As autoridades sírias assumiram o controle do aeroporto de Qamishli, que estava sob domínio das forças curdas, como parte de seu processo de integração ao Estado central, anunciou neste sábado (21) a agência oficial de notícias Sana.

A minoria curda havia estabelecido uma zona autônoma no norte da Síria, mas sob pressão militar de Damasco cedeu em fevereiro vários de seus redutos às forças governamentais.

O aeroporto de Qamishli, que os curdos haviam capturado após a queda do ex-presidente Bashar al Assad, no fim de 2024, passa agora também a ficar sob o controle das autoridades do islamista Ahmed al Sharaa.

Funcionários da Direção Geral de Aviação Civil síria inspecionaram no sábado as instalações e "discutiram os meios para relançar a atividade" segundo as normas internacionais vigentes, informou a agência Sana.

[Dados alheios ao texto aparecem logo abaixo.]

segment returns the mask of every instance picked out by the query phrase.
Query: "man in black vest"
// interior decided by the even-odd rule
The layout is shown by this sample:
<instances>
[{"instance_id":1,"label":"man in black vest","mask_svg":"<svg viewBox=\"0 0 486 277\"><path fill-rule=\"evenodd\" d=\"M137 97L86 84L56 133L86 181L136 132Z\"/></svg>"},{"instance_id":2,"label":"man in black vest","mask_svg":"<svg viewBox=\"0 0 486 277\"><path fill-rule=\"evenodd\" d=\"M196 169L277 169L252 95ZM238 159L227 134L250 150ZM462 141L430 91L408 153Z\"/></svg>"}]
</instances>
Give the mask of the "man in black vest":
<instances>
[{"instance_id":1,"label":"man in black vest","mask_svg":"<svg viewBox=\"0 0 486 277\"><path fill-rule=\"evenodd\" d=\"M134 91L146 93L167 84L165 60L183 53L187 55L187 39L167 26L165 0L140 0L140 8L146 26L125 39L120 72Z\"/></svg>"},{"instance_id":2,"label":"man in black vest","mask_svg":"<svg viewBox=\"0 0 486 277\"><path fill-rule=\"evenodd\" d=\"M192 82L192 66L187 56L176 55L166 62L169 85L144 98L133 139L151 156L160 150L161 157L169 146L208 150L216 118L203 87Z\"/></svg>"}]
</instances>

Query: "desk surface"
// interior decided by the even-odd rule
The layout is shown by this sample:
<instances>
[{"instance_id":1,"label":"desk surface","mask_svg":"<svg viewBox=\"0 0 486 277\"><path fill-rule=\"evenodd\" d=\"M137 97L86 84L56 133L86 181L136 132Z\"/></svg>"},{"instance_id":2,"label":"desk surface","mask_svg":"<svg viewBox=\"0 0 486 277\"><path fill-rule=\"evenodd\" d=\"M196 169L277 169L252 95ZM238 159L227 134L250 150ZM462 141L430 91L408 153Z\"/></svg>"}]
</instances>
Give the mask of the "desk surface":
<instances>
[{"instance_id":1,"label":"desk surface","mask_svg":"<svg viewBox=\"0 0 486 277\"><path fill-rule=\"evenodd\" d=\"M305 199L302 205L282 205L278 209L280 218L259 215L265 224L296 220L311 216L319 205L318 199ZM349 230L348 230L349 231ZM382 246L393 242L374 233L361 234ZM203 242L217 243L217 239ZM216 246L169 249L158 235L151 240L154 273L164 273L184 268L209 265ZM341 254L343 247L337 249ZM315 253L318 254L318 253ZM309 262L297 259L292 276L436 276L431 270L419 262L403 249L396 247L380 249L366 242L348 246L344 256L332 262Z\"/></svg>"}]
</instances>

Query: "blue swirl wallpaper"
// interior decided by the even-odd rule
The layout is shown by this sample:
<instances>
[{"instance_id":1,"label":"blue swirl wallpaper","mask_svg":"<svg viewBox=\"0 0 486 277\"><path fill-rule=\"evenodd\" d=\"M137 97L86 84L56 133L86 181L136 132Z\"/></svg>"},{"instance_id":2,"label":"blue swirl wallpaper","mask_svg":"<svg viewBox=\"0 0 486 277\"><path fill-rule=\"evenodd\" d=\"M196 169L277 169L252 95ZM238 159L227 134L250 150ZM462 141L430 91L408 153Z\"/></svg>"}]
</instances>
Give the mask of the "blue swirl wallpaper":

Trata-se de "um passo institucional importante no processo de unificação da gestão dos aeroportos sob o guarda-chuva do Estado", declarou na rede social X o diretor do órgão, Omar al Husari.

O aeroporto de Qamishli, o único do nordeste da Síria, serviu durante anos como ligação vital para os habitantes da região, especialmente durante a guerra civil (2011-2024).

Permaneceu sob controle governamental e continuou recebendo voos regulares, conectando a cidade à capital, Damasco. Também foi utilizado como base militar desde novembro de 2019 pela Rússia, aliada-chave do ex-presidente sírio.

O aeroporto deixou de funcionar após a derrubada de Bashar al Assad.

Além desse aeroporto, os curdos devem entregar ao Estado central os campos petrolíferos — principal fonte de financiamento da administração autônoma — e os postos fronteiriços que controlam.